Thursday, October 29, 2009

 

Landsburg Takes It Easy On Dawkins

This morning I had an email from Steve Landsburg in my inbox. I thought that he was either inviting me to co-author a book with him, or wanted to tell me he was using my PIG to Capitalism as the main textbook in his graduate classes.

Turns out it was an automatic message letting me know about his new blog. The top post right now showcases a ludicrous excerpt from Richard Dawkins, which I reproduce below, followed by Landsburg's response. (And yes, I know there are plenty of evangelicals who say similarly ridiculous things about evolution. But Dawkins is supposed to be the expert who knows what he's talking about.)

[Dawkins:] Where does [Darwinian evolution] leave God? The kindest thing to say is that it leaves him with nothing to do, and no achievements that might attract our praise, our worship or our fear. Evolution is God’s redundancy notice, his pink slip. But we have to go further. A complex creative intelligence with nothing to do is not just redundant. A divine designer is all but ruled out by the consideration that he must be at least as complex as the entities he was wheeled out to explain. God is not dead. He was never alive in the first place.

[Landsburg:] But Darwinian evolution can’t replace God, because Darwinian evolution (at best) explains life, and explaining life was never the hard part. The Big Question is not: Why is there life? The Big Question is: Why is there anything? Explaining life does not count as explaining the Universe.


From then on, I don't agree with Landsburg's overall conclusion, since he too is an atheist it seems.

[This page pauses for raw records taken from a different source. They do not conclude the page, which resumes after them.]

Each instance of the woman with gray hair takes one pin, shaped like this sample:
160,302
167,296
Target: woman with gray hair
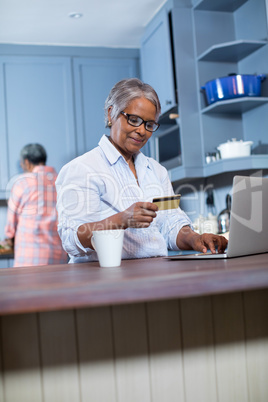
113,185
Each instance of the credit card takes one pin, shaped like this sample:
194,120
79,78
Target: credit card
171,202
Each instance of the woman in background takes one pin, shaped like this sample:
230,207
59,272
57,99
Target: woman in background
112,186
32,216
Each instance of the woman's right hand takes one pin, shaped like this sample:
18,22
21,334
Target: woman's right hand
139,215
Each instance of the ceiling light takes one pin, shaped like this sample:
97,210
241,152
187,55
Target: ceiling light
75,15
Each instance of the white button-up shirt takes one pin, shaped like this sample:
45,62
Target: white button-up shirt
99,184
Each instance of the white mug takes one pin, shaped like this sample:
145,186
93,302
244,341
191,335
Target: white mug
108,245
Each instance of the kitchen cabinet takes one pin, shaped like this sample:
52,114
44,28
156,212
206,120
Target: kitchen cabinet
55,96
36,106
91,93
157,67
210,40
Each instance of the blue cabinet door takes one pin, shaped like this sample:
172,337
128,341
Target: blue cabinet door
36,105
93,80
156,60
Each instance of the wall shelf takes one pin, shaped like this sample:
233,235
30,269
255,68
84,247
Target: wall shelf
252,162
231,51
235,106
220,5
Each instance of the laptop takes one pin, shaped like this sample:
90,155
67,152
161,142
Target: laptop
248,221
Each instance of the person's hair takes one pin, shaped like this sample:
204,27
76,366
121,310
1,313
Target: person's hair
35,153
124,92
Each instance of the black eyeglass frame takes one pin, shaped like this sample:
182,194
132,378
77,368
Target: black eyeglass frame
127,115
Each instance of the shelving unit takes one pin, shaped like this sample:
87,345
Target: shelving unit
219,5
240,49
235,106
231,51
213,39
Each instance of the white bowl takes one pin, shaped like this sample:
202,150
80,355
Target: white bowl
235,149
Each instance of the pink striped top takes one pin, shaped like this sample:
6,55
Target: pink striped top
32,219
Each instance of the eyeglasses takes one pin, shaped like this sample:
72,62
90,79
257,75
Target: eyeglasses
137,121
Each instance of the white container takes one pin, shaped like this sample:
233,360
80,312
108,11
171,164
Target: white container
235,149
108,245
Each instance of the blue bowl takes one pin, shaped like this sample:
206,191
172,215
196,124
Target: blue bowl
233,86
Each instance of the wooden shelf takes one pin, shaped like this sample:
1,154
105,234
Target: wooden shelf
231,51
252,162
235,106
219,5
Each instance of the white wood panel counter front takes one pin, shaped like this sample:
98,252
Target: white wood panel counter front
158,339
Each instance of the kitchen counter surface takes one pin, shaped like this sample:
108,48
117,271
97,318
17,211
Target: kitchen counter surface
56,287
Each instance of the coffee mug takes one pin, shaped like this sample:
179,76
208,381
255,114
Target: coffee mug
108,245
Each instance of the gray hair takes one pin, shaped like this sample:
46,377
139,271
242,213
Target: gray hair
124,92
35,153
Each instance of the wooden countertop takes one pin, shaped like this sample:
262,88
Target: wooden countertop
56,287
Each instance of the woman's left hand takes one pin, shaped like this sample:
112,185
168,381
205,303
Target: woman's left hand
187,239
209,241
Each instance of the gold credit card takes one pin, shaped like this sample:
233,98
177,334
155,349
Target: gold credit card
171,202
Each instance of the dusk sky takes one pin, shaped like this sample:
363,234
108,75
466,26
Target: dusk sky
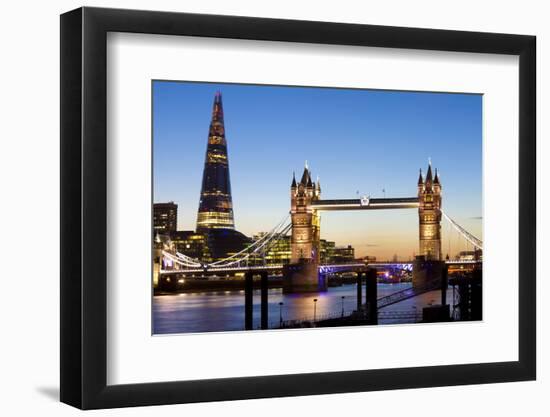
355,140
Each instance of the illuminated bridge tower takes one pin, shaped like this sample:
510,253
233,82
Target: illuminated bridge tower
428,264
429,215
215,205
301,275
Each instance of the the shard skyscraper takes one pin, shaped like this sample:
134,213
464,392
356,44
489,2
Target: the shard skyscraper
215,205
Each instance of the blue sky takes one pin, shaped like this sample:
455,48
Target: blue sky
354,140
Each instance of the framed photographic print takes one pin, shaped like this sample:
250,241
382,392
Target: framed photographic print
258,208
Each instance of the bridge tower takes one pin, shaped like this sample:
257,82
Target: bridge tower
305,220
429,215
428,266
301,275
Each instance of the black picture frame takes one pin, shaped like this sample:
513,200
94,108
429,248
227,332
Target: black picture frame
84,207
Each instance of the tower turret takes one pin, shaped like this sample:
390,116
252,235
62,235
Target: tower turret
429,199
305,220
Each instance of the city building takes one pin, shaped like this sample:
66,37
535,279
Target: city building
343,254
165,217
191,244
215,204
280,252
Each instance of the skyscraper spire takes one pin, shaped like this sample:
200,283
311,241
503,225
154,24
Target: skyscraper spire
429,177
215,205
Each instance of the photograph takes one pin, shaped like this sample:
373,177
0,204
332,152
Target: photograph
280,207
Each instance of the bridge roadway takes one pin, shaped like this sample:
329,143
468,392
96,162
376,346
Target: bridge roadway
351,267
366,204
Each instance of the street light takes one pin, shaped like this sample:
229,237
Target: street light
314,310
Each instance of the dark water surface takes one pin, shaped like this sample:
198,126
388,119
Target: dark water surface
224,310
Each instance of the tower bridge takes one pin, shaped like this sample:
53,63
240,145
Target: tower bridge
304,273
306,205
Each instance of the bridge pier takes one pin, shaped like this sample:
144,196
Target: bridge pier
303,277
359,291
248,299
372,295
264,303
426,271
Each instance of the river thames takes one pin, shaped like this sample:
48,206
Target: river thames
219,311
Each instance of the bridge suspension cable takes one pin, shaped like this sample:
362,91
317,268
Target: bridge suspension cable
254,246
274,238
280,230
467,235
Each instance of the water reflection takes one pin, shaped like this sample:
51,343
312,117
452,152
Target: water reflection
224,310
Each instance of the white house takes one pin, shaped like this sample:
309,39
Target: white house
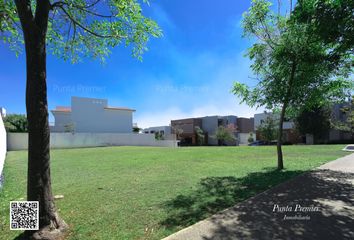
92,115
259,118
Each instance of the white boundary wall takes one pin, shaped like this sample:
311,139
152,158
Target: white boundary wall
19,141
2,145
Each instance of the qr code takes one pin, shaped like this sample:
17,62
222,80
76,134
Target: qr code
24,215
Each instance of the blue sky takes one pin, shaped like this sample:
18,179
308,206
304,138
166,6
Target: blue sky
187,73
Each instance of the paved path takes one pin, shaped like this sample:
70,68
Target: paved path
326,197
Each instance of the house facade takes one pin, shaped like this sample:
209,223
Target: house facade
245,129
209,125
91,115
290,134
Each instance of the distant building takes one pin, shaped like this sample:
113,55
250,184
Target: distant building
92,115
209,125
164,130
185,130
245,126
290,134
3,112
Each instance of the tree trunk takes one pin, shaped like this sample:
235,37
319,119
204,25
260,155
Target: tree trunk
282,115
280,138
38,173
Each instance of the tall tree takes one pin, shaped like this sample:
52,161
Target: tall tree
293,65
315,121
346,121
71,30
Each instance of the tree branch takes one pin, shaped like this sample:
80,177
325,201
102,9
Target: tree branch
25,14
86,28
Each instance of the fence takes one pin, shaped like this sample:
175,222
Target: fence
2,147
19,141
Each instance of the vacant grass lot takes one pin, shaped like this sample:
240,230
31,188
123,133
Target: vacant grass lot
150,192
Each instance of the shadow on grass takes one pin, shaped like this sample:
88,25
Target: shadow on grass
214,194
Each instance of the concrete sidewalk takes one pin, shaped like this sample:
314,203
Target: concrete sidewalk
315,205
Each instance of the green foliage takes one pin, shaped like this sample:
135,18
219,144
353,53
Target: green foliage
224,134
315,121
347,124
83,28
293,66
200,135
16,123
268,129
332,21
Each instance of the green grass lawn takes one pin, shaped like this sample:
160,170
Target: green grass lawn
150,192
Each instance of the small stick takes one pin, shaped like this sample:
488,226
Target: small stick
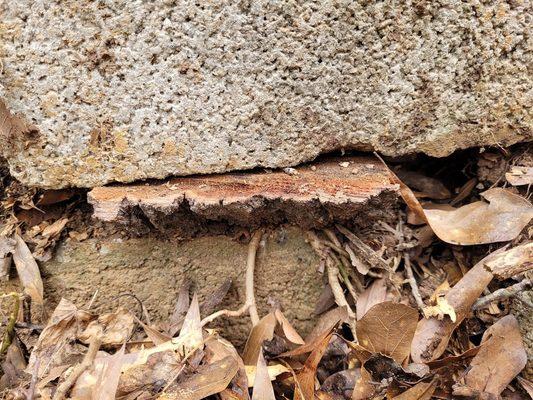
250,267
412,281
86,363
249,304
502,294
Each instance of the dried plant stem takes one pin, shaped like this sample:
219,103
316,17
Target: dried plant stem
412,281
501,294
250,268
86,363
249,305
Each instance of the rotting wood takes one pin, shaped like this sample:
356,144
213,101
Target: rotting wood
314,196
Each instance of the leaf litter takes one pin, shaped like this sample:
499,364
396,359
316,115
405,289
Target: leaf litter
415,310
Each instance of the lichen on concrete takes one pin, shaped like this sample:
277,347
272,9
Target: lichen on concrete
121,91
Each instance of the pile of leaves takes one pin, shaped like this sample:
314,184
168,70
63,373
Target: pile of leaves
418,310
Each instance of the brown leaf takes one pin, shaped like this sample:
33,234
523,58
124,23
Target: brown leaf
263,389
191,331
264,330
289,332
432,335
374,294
51,348
501,358
305,378
107,381
28,271
326,323
388,328
512,262
421,391
519,175
208,380
501,218
113,328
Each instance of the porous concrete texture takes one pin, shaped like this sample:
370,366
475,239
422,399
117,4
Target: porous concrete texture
105,91
153,269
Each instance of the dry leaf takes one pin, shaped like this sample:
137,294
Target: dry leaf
28,271
500,359
388,328
421,391
374,294
113,328
305,379
208,380
52,347
191,332
264,330
501,218
519,175
432,335
107,381
263,389
289,332
273,372
512,262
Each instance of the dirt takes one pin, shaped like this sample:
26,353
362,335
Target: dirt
153,270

I would have to think about it more, but it's possible Landsburg is making the same type of mistake Dawkins is. In other words, Dawkins knows a heck of a lot about the workings of evolution, and somehow concludes that the process rules out God. Landsburg, in contrast, is actually more of a mathematician than an economist (I'm not knocking him--someone at the U of R told me he just teaches the math classes), and he ends up concluding that the existence of mathematics makes God unnecessary.

Thus far I haven't heard Paul Krugman say that comparative advantage proves Jesus couldn't have been perfect and hence wasn't God, but it wouldn't shock me at this point.



Comments:
Dawkins believes in the multiverse theory, in order to explain away our "fine tuned" universe. If he just stuck to biology, he could be taken a little more seriously.
 
As you resident information theory consultant, let me say for the record that I just about vomitted at this part:

the most complex thing I’m aware of is the system of natural numbers (0,1,2,3, and all the rest of them) together with the laws of arithmetic. That system did not emerge, by gradual degrees, from simpler beginnings.

If you doubt the complexity of the natural numbers, take note that you can use just a small part of them to encode the entire human genome. That makes the natural numbers more complex than human life.

Landsburg has no clue what the f*** he's talking about, and, from my past readings of his "innovative" work, it's not the first time either.

No, I'm not just upset because his wife banned me from EconLog, thanks for asking. I can give you my full info-theoretical debunking at half the rate I usually charge.
 
Silas, that part seemed odd to me as well.

Holy cow I never put two and two together. Mrs. Landsburg has edited my stuff before.
 
Am I missing something or isn't the point Dawkins is making that since life was not "created" by God but is a product of evolution that the need for a God explanation is moot. In other words, the claims made by Christians that God created man in his own image are false and therefore the claims of Christian cosmology are false as well.

I am an atheist and find that I disagree with Dawkins about a great many things but I think that if you accept evolution you must reject the Christian account for the origin of the universe and man. After all, cherrypicking the parts of the Bible that you want to believe mean that you are not a Christian in the meaningful sense of the word and you are instead believing in a philosophy propounded by a great teacher rather than a religion.

At any rate, whether you believe in evolution or that your imaginary friend are responsible for life it is irrelevant - everybody lives their life as if they evolved. The reason I say this is based on the question my five year old asked me the other day - "if heaven is so great why don't we kill ourselves and get there right now." The answer, apart from a theological construct to deny the truth of that question, is that we all deep down know its nonsense and none of us is in a hurry to get to heaven.
 
Secede: "if you accept evolution you must reject the Christian account for the origin of the universe and man."

I agree completely. But there are a lot of Christians who desperately want the mash the two together. Francis Collins, head of the genome project is one. Atheists rightly call it "God in the gaps."

Christians think they can ignore the first two chapters of Genesis with no problems. They just need to believe in Jesus. They forget that the only reason Jesus came was to undo what happened in Genesis one and two. So without them, Jesus makes no sense.

"if heaven is so great why don't we kill ourselves and get there right now."

I can't speak for everyone, but those of us who believe in heaven understand that suicide is tantamount to murder. The whole Christian thing comes with some moral obligations.

Besides, Christians don't hope to spend enternity in heaven. The real Christian hope is the resurection and transformation of the human body and an eternal life on a reformed earth.